ELKI relies on double
for representing numbers. If you need a higher precision, you will have to implement your own parser and output modules (it's easy though, as we have a highly modular architecture).
Default output serialization to text is handled by Java. Precision is therefore what you get from Java by default. This should be 15-16 digits of precision, if you are using DoubleVector
, and 7-8 digits if you are using FloatVector
.
A quick check with groovysh:
new DoubleVector([12345.678901234567890, 3456.109453] as double[]);
===> 12345.678901234567 3456.109453
new FloatVector([12345.678901234567890, 3456.109453] as float[]);
===> 12345.679 3456.1094
yields only the loss to be expected from double
and float
precision.
The best way to get row labels is to... add row labels to your data.

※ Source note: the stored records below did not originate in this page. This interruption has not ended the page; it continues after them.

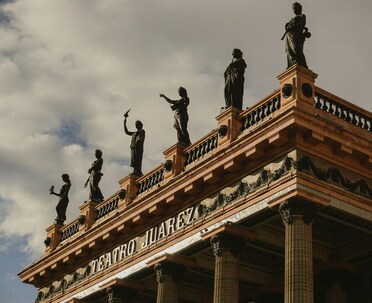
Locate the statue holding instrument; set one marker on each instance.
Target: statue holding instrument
(95, 177)
(63, 199)
(295, 34)
(181, 116)
(136, 145)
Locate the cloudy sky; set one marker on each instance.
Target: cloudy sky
(69, 70)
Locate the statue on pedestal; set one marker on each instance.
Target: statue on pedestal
(136, 145)
(63, 199)
(234, 80)
(181, 117)
(95, 177)
(295, 34)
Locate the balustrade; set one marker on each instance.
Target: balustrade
(257, 114)
(69, 230)
(151, 180)
(342, 111)
(107, 207)
(201, 149)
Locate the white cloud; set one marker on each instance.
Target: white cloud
(70, 69)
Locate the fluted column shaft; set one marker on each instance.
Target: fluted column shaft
(298, 217)
(167, 275)
(226, 277)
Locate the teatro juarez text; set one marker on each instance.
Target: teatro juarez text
(151, 236)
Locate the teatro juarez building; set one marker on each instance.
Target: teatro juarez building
(274, 205)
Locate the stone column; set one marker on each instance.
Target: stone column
(226, 248)
(168, 275)
(297, 217)
(120, 291)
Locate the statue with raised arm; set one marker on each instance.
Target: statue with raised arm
(181, 117)
(295, 34)
(136, 145)
(94, 178)
(63, 199)
(234, 80)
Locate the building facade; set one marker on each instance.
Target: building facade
(274, 205)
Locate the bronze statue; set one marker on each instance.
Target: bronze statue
(234, 80)
(63, 199)
(95, 177)
(181, 117)
(295, 34)
(136, 145)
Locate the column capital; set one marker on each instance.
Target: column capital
(120, 288)
(168, 269)
(170, 265)
(233, 243)
(297, 207)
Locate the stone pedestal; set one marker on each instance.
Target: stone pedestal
(128, 190)
(298, 217)
(169, 269)
(53, 238)
(174, 160)
(229, 125)
(88, 210)
(226, 248)
(297, 84)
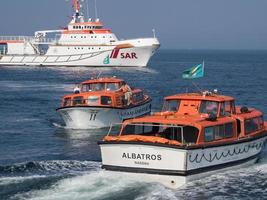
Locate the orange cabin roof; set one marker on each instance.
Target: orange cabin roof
(103, 80)
(87, 31)
(199, 96)
(87, 24)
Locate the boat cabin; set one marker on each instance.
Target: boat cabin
(194, 119)
(105, 92)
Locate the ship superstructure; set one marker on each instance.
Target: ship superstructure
(81, 43)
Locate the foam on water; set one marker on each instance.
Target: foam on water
(95, 185)
(45, 167)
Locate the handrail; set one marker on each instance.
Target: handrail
(28, 39)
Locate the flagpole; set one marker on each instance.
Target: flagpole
(203, 67)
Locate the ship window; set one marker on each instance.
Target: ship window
(253, 124)
(106, 100)
(208, 137)
(219, 132)
(228, 130)
(77, 100)
(137, 97)
(142, 129)
(171, 105)
(93, 100)
(112, 86)
(209, 107)
(67, 102)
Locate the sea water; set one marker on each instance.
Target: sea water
(40, 159)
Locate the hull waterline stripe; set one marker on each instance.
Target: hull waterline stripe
(179, 172)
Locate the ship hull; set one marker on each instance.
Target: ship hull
(174, 165)
(88, 55)
(85, 117)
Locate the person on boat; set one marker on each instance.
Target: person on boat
(77, 89)
(125, 88)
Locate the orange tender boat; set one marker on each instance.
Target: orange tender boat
(100, 102)
(195, 133)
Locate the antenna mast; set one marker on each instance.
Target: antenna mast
(76, 7)
(96, 16)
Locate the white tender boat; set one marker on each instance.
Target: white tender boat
(194, 135)
(100, 102)
(81, 43)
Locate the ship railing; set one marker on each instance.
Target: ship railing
(16, 38)
(168, 129)
(28, 39)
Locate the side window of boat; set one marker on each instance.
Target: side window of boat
(106, 100)
(171, 105)
(227, 108)
(218, 132)
(137, 97)
(208, 135)
(253, 124)
(209, 107)
(67, 102)
(86, 87)
(112, 86)
(229, 130)
(77, 100)
(93, 100)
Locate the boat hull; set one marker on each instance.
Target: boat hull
(177, 163)
(91, 56)
(89, 117)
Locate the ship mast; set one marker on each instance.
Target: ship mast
(76, 7)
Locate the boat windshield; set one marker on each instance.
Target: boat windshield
(93, 87)
(100, 87)
(182, 134)
(209, 107)
(171, 105)
(112, 86)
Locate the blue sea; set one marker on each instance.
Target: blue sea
(39, 159)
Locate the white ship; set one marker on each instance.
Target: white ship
(81, 43)
(194, 136)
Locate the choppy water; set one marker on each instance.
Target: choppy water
(40, 160)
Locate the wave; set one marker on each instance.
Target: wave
(54, 166)
(96, 185)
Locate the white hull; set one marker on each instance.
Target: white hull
(89, 55)
(173, 166)
(98, 117)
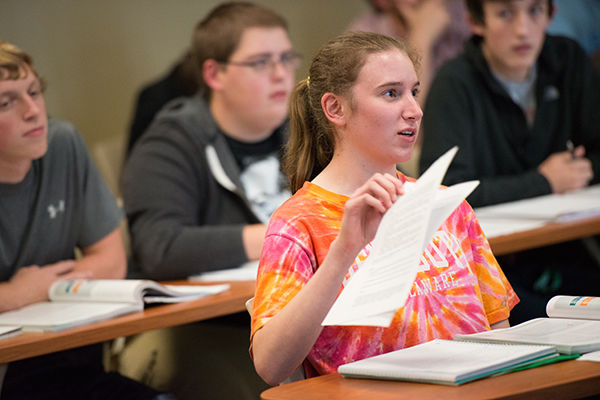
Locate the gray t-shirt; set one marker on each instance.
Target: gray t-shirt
(61, 204)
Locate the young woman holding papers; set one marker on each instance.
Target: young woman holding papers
(352, 120)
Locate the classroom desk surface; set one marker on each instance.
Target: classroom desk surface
(567, 380)
(30, 344)
(550, 233)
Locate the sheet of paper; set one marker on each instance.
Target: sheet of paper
(382, 283)
(245, 272)
(193, 292)
(593, 356)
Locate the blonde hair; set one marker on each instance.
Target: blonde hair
(334, 69)
(15, 63)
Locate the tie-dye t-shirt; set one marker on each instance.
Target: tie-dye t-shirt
(459, 287)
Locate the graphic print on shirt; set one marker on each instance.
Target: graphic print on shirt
(53, 210)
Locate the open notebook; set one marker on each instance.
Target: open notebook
(77, 302)
(448, 362)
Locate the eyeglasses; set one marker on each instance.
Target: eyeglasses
(288, 60)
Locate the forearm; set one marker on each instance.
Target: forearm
(283, 343)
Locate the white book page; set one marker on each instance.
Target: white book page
(545, 331)
(186, 293)
(593, 356)
(443, 360)
(109, 290)
(552, 207)
(382, 283)
(584, 307)
(40, 316)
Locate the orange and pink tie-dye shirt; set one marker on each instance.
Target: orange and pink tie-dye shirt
(459, 287)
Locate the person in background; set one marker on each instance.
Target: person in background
(437, 29)
(352, 120)
(202, 182)
(52, 201)
(515, 102)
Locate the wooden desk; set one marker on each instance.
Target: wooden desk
(551, 233)
(30, 344)
(567, 380)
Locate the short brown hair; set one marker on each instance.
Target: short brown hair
(217, 36)
(15, 63)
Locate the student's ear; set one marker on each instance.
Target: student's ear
(210, 74)
(476, 27)
(333, 108)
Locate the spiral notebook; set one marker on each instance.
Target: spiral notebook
(449, 362)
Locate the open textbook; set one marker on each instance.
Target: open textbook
(382, 283)
(78, 302)
(448, 362)
(573, 327)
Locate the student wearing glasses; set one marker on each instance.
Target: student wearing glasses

Wrt. to your add-on question in the comments: The default parser will treat a text row at the beginning of your file as column labels. So just put "X Y" into the first line of your file.
A reasonable input format will therefore be:
X Y Label
1 2 Point7
3 4 "Point 8"
The following are not-so-good ideas:
5 6 123shouldwork
7 8 don't do this: 3 parser will retain the 3
label should be non-numeric, so that the parser will treat it as label automatically. Otherwise, you have to set the appropriate parameter.
DBIDs are meant for internal handling. Maybe we should not write them to the output at all. FixedDBIDFilter
is a hackish work-around; it is meant to be used to get reproducible hashing when using algorithms that need id-based hashing and doing multiple runs in the MiniGUI. Because on multiple runs, DBIDs will be continuously enumerated.